An image of Phobos captured by NASA's Mars Reconnaissance Orbiter.
Enlarge / An image of Phobos captured by NASA’s Mars Reconnaissance Orbiter.

NASA/JPL-Caltech/University of Arizona

Japan’s space agency has finalized a plan to send a probe to the Martian moons of Phobos and Deimos, and it includes an ambitious lander to collect samples from Phobos to return to Earth.

The agency, JAXA, submitted the plan to the country’s science ministry on Wednesday, the Asahi Shimbun newspaper reported. On Twitter, the Martian Moons Exploration (MMX) official account also announced that it had formally moved from design into the “development” phase of operations. The space agency estimated that the total cost for the mission would come to $417 million.

The current plan calls for a 2024 launch of the probe on an H-3 rocket, a new booster built by Mitsubishi Heavy Industries and expected to debut late this year or in 2021. The MMX spacecraft would enter into orbit around Mars in 2025 and return to Earth in 2029.

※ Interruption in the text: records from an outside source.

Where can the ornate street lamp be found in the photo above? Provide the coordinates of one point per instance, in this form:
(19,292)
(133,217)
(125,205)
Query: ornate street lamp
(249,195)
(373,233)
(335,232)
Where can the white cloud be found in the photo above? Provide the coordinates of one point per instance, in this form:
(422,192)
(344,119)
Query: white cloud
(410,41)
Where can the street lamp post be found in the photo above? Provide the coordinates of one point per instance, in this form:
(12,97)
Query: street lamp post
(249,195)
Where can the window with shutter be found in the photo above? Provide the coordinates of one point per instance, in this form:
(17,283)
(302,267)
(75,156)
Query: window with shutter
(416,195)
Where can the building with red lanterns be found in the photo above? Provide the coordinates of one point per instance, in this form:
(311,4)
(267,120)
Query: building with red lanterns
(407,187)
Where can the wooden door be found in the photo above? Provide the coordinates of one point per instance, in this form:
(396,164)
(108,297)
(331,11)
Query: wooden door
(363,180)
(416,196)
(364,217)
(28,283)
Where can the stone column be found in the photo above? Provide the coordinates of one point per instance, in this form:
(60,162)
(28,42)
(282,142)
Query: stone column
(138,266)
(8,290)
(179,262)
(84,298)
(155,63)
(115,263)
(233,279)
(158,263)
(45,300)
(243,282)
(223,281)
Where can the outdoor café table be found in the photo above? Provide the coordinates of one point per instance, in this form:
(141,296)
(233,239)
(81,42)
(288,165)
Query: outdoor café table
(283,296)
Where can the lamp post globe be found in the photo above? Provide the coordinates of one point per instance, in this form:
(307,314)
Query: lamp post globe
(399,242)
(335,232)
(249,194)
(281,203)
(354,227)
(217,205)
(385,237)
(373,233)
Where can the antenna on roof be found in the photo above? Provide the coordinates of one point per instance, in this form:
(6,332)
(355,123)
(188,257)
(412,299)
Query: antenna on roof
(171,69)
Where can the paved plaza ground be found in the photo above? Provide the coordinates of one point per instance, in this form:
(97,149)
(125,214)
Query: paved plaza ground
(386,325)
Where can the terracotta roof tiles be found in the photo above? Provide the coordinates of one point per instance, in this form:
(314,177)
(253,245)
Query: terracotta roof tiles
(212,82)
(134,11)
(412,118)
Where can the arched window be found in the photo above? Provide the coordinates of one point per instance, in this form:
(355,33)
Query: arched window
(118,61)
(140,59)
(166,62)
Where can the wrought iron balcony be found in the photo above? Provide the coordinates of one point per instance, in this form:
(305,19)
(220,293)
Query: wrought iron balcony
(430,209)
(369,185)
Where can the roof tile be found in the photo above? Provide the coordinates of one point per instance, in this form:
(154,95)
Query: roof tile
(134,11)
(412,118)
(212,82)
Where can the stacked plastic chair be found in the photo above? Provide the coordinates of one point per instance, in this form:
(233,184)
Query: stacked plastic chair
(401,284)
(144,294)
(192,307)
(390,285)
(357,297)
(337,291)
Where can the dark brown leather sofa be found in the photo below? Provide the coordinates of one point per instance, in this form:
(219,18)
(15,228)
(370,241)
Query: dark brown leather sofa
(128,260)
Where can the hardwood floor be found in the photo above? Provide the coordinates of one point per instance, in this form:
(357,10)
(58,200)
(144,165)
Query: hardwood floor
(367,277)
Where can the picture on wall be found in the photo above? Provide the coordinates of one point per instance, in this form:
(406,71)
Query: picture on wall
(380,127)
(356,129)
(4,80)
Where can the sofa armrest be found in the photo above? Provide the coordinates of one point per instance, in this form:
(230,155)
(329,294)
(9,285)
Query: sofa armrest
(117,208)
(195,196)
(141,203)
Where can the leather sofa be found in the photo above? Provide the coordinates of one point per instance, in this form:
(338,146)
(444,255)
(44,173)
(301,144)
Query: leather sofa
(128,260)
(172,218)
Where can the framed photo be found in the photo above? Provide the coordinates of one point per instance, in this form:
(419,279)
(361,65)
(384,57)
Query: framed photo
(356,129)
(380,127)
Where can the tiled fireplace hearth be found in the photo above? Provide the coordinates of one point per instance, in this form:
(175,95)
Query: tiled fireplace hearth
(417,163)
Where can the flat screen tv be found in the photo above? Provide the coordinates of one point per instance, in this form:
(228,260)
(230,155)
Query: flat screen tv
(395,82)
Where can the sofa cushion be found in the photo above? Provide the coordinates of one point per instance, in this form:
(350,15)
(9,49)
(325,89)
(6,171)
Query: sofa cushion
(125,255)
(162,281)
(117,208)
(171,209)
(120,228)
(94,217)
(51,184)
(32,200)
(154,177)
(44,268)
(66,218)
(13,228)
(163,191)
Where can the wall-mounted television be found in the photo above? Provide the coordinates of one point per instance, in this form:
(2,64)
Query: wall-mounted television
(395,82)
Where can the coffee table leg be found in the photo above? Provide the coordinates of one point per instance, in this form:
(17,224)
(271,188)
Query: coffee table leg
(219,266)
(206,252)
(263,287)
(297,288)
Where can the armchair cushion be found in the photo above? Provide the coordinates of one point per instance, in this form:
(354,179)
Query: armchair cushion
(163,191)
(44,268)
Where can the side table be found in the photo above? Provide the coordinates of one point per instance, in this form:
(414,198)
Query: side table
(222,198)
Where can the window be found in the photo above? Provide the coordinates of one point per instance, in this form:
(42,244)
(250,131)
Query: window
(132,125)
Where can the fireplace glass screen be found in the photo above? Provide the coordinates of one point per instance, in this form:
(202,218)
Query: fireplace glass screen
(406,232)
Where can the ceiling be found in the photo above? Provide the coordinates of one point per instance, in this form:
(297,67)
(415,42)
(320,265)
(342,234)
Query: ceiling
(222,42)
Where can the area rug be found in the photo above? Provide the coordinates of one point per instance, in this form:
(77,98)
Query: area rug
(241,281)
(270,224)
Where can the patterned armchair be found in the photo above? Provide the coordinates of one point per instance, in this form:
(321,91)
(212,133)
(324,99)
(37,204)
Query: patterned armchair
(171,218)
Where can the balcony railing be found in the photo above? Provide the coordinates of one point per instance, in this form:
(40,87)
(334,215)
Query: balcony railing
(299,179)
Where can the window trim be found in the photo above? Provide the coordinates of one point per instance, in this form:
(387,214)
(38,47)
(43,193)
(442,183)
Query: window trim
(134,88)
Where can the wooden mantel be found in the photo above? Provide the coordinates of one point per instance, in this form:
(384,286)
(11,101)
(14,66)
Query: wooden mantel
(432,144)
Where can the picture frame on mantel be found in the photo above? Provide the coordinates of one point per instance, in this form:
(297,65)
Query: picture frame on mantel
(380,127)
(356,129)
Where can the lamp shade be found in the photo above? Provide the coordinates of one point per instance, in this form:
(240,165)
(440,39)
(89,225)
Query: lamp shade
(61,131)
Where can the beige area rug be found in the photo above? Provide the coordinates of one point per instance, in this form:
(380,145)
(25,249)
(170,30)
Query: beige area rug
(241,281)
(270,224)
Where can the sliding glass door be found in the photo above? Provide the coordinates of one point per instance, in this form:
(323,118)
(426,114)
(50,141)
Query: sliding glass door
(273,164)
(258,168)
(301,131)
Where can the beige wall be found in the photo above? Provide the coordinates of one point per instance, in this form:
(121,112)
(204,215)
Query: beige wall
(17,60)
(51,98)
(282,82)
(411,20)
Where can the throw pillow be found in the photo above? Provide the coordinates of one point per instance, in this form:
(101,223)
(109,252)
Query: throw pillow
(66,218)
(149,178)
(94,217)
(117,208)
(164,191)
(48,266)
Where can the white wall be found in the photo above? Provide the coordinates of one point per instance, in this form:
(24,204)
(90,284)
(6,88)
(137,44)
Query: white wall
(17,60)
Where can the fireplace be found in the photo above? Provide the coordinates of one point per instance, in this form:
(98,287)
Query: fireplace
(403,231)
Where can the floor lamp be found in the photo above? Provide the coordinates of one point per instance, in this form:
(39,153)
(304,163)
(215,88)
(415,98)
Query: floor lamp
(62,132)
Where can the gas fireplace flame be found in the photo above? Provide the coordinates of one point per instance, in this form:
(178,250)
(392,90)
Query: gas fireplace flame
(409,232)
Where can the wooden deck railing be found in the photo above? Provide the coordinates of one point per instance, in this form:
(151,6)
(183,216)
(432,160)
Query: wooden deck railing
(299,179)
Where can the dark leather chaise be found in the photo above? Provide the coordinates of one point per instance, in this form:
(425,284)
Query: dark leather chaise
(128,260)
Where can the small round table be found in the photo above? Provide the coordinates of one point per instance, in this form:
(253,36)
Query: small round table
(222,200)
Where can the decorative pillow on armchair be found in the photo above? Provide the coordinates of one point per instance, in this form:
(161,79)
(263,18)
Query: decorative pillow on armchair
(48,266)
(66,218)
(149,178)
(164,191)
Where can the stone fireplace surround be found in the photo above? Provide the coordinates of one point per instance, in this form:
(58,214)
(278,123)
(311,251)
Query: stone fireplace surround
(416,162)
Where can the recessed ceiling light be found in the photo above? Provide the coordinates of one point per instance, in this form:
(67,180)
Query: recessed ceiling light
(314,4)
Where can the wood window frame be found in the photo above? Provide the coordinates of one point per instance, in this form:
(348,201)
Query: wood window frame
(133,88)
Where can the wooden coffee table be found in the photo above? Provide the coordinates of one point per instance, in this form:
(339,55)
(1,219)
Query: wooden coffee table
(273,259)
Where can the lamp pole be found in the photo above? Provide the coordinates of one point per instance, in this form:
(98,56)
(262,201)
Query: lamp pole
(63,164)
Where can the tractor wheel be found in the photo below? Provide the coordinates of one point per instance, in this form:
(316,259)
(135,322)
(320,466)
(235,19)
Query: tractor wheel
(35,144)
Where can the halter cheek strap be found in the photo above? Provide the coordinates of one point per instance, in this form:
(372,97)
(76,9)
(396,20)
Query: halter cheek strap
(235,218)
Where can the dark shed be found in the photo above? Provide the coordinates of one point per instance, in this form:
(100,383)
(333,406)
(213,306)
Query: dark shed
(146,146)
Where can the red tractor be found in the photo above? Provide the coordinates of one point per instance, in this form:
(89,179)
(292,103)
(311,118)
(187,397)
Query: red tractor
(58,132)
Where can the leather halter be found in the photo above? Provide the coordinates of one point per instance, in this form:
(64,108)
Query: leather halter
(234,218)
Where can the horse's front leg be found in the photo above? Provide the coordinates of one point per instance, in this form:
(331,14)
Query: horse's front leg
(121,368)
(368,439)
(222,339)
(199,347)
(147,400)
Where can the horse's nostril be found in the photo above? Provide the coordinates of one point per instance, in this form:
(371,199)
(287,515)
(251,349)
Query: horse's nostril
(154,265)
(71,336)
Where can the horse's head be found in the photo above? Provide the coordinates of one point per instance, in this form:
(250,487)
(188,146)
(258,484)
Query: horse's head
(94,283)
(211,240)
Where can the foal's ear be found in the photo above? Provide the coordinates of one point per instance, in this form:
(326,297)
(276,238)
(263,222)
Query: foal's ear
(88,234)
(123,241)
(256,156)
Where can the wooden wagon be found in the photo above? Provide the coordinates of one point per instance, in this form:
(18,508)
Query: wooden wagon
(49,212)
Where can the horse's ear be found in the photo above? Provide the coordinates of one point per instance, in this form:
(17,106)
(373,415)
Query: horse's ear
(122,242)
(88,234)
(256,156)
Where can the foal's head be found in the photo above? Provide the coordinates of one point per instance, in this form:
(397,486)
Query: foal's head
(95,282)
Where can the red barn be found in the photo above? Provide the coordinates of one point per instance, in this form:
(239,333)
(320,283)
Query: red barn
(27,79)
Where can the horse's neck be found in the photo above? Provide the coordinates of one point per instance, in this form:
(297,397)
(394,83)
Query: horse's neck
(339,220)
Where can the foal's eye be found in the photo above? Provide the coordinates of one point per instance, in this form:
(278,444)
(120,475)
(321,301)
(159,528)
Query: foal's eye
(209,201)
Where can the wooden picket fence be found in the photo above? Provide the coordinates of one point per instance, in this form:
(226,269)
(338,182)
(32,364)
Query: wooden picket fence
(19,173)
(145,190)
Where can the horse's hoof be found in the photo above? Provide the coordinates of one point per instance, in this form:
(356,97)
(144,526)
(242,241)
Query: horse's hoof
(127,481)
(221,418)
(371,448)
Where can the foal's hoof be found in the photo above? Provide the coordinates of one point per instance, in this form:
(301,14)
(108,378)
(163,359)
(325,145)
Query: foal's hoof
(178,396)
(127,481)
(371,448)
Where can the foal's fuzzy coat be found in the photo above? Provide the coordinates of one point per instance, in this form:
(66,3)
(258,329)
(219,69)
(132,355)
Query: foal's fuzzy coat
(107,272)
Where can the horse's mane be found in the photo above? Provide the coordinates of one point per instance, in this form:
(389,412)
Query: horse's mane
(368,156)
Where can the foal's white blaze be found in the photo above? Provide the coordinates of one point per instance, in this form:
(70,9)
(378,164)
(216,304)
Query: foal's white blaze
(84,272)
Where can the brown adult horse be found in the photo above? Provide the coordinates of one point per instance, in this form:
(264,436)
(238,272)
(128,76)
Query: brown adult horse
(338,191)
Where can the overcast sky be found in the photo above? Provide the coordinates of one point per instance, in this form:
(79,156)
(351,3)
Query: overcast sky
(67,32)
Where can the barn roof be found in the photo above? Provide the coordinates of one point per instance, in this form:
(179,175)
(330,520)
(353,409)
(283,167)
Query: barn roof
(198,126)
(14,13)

Japan has experience with similar kinds of missions to small bodies in the Solar System. Its Hayabusa-2 probe successfully grabbed material from surface of the asteroid Ryugu and is scheduled to return the asteroid samples to Earth late this year. With a diameter of just 23km, Phobos has a surface gravity that is about one-thousandth that of Earth.

The MMX team has already said it plans to work on a similar small lander to Hayabusa-2 for the Mars mission, collaborating with the German and French space agencies.

No spacecraft have yet flown to Mars with the designated purpose of studying its small moons, nor has material ever been collected from them. Scientists would be keen to study the surface of a moon other than that of Earth’s companion, which should help them better understand the formation of terrestrial planets. For Phobos and Deimos, it is also important to understand whether they are captured asteroids or fragments of the red planet ejected during some ancient impact.

Detailing the surface of Phobos is also important because it’s possible that the first human missions to Mars will land there rather than on the surface of Mars. With its much smaller gravity well, it would be much easier for astronauts to leave Phobos for the return journey to Earth than the surface of Mars itself.